Troy Trygstad, PharmD, MBA, PhD: That’s a great point. Javier, 10 or 20 years ago, you might think: disease state, how we treat that disease state, drug to go with it, column 1; disease state, how we treat that, column 2. And then, for the rare person who had 3—disease state, drug therapy, how to take, column 3. And you would sort of evaluate 1 and do, evaluate 2 and do, and evaluate 3 and do. In 2018, do you approach practice differently, with so many folks with comorbidities and diabetes—in particular, with many comorbidities beyond cardiovascular disease, such as behavioral health, and depression, and a whole host of other conditions? How has your practice changed, to be thinking about disease states together and therapy together and data together when you’re practicing? How has that changed over the last 10 or 20 years?

Javier Morales, MD, FACP, FACE: It probably has not changed very much. As the practicing internist, you’re always taking into consideration all of these different factors when it comes to the patient as a whole, but the limiting factor…

Troy Trygstad, PharmD, MBA, PhD: So, it goes with primary care? Is that what you’re saying?

Javier Morales, MD, FACP, FACE: It does. The limiting factor is the time factor, because it’s impossible to fix the world in a 10-minute visit. It really is. But just to elaborate on Dhiren’s point, which I think is really critical, when it comes to reducing cardiovascular risk, it’s not just about that hemoglobin A1C. I like to term it as the ABCs of diabetes: A, for hemoglobin A1C; B, for blood pressure; and C, for cholesterol or lipids. And if we really wanted to elaborate more, we could add that D in there—so the question is, what about D? What does D mean? It means diameter. How big are you? Even though we’re measuring body mass index, and we’re able to ascribe or label someone as having obesity based on body mass index, what correlates more with cardiovascular risk is waist circumference, so that’s where that D comes from. If you were to address the composite group, certainly your risk would be significantly lower. And, if you use the appropriate agents, it would be lower still.

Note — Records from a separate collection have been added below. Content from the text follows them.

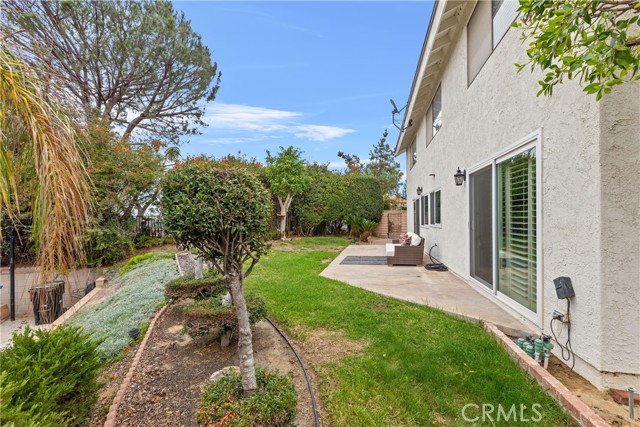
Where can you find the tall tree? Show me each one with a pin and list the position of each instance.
(287, 176)
(136, 64)
(382, 165)
(224, 213)
(595, 41)
(37, 136)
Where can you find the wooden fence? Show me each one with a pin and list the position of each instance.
(392, 224)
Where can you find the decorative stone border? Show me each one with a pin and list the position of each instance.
(113, 409)
(579, 410)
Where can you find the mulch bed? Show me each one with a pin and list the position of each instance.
(111, 377)
(174, 369)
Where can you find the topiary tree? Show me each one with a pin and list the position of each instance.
(225, 214)
(287, 175)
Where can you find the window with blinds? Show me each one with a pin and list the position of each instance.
(425, 209)
(517, 257)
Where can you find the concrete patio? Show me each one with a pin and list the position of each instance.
(441, 290)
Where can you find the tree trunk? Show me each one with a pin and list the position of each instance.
(198, 269)
(235, 285)
(284, 208)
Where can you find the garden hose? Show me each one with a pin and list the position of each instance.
(435, 266)
(306, 375)
(567, 346)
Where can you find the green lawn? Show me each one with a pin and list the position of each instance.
(419, 366)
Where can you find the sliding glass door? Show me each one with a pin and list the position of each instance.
(503, 227)
(481, 219)
(517, 227)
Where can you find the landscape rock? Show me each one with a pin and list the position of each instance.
(222, 372)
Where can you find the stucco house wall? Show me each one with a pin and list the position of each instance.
(589, 154)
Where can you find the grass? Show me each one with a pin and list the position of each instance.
(419, 367)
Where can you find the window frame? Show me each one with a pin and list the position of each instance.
(425, 210)
(432, 208)
(413, 156)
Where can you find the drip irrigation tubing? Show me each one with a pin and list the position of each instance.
(306, 375)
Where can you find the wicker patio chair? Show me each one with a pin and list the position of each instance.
(406, 255)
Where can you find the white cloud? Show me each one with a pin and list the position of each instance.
(321, 133)
(246, 117)
(244, 123)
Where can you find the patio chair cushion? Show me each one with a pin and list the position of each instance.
(390, 249)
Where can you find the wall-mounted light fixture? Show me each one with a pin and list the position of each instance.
(460, 176)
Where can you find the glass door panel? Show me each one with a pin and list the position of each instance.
(481, 226)
(516, 221)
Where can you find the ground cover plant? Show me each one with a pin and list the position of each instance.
(138, 259)
(272, 404)
(418, 365)
(49, 379)
(138, 298)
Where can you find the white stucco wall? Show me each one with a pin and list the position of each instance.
(499, 108)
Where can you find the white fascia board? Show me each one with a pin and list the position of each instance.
(430, 38)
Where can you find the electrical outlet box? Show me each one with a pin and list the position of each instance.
(561, 315)
(564, 287)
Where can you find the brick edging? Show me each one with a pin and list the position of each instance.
(113, 409)
(579, 410)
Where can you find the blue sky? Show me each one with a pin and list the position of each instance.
(315, 75)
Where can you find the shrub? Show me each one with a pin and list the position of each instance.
(138, 259)
(362, 197)
(209, 314)
(139, 296)
(143, 241)
(188, 287)
(109, 244)
(224, 213)
(273, 403)
(49, 379)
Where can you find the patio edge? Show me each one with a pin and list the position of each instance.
(580, 411)
(113, 409)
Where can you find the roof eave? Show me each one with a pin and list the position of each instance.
(443, 31)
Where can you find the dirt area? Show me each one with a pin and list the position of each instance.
(600, 401)
(174, 369)
(111, 377)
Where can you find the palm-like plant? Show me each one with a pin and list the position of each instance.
(35, 135)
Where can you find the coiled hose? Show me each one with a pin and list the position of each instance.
(304, 370)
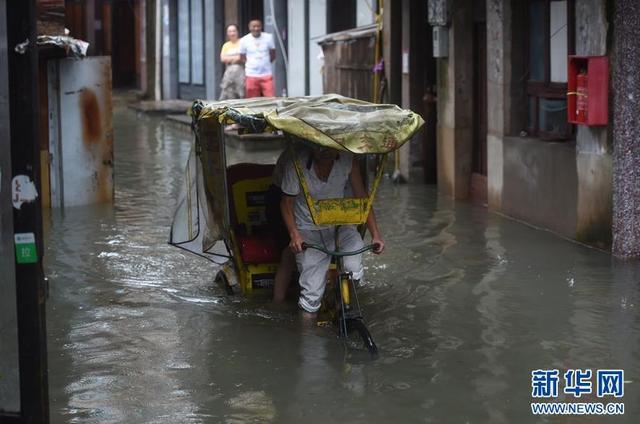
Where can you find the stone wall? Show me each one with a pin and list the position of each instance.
(563, 186)
(626, 130)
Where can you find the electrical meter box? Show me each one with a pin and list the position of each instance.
(588, 90)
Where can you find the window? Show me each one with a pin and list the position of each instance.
(549, 42)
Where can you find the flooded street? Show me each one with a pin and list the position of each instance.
(463, 305)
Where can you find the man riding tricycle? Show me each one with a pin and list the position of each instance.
(277, 181)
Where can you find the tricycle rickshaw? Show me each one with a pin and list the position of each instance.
(221, 215)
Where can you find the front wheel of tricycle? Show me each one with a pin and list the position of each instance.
(223, 282)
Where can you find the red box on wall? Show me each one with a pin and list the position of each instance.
(588, 90)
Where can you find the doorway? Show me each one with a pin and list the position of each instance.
(191, 65)
(479, 161)
(123, 54)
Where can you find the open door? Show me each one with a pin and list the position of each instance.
(479, 163)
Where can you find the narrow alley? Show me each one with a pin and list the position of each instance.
(463, 305)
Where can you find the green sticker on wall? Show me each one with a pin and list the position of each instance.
(26, 248)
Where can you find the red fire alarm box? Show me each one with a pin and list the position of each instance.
(588, 90)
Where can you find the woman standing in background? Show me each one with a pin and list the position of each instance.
(232, 84)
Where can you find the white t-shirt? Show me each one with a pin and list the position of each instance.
(257, 51)
(333, 188)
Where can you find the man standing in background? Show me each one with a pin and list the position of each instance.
(257, 51)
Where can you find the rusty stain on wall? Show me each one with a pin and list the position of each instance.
(91, 122)
(98, 140)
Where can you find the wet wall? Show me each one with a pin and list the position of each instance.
(562, 186)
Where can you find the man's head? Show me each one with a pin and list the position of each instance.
(323, 155)
(255, 27)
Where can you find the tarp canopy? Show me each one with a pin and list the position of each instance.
(330, 120)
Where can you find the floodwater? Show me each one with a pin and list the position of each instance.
(463, 305)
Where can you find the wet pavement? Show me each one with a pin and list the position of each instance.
(463, 305)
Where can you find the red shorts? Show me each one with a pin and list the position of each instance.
(259, 86)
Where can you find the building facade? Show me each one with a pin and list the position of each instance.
(503, 103)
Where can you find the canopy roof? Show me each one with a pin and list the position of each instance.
(331, 120)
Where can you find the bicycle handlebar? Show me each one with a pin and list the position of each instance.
(335, 253)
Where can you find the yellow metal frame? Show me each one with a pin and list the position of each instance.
(343, 211)
(244, 215)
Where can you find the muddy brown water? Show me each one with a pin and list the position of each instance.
(463, 305)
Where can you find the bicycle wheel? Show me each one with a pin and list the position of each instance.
(358, 326)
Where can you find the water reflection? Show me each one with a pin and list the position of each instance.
(463, 305)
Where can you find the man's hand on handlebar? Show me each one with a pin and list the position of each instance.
(296, 242)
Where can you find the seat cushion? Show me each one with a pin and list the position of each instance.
(257, 249)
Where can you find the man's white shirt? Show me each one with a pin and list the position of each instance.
(257, 50)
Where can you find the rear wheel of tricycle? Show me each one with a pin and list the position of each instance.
(356, 325)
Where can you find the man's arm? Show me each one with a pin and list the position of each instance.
(286, 208)
(359, 191)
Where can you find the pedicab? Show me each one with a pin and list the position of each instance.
(222, 213)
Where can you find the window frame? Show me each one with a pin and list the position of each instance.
(547, 89)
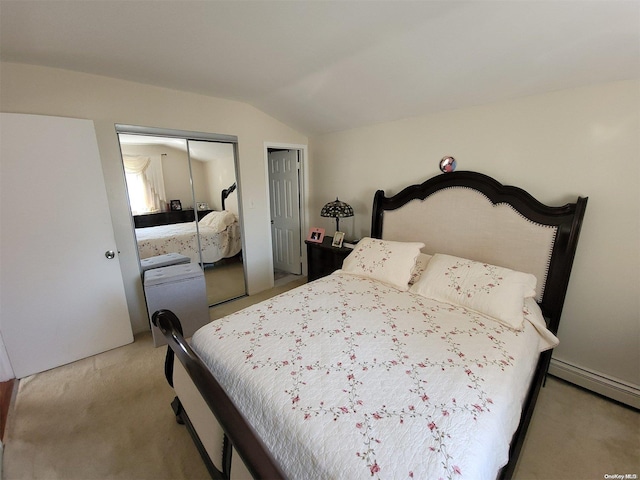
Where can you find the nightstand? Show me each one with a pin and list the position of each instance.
(323, 259)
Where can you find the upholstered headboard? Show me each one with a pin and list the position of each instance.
(471, 215)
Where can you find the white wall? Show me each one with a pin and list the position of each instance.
(557, 146)
(107, 101)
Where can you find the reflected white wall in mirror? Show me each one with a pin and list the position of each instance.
(194, 173)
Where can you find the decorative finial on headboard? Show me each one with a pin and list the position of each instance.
(447, 164)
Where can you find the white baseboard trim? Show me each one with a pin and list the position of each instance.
(596, 382)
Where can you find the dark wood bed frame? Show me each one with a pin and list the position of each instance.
(567, 219)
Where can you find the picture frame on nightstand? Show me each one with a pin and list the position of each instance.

The other factor is looking at the patient collaboratively, and at how all of the other ancillary services that are available to our patients will play a role in terms of adherence rates and success. That includes the use of the certified diabetes educator, emphasizing the need for exercise. And the pharmacy has a crucial impact on ensuring adherence to therapy with our patients, and furthering explanation over some of the concerns that patients may have, such as over adverse events that they may be experiencing or that might be anticipated with the use of certain agents.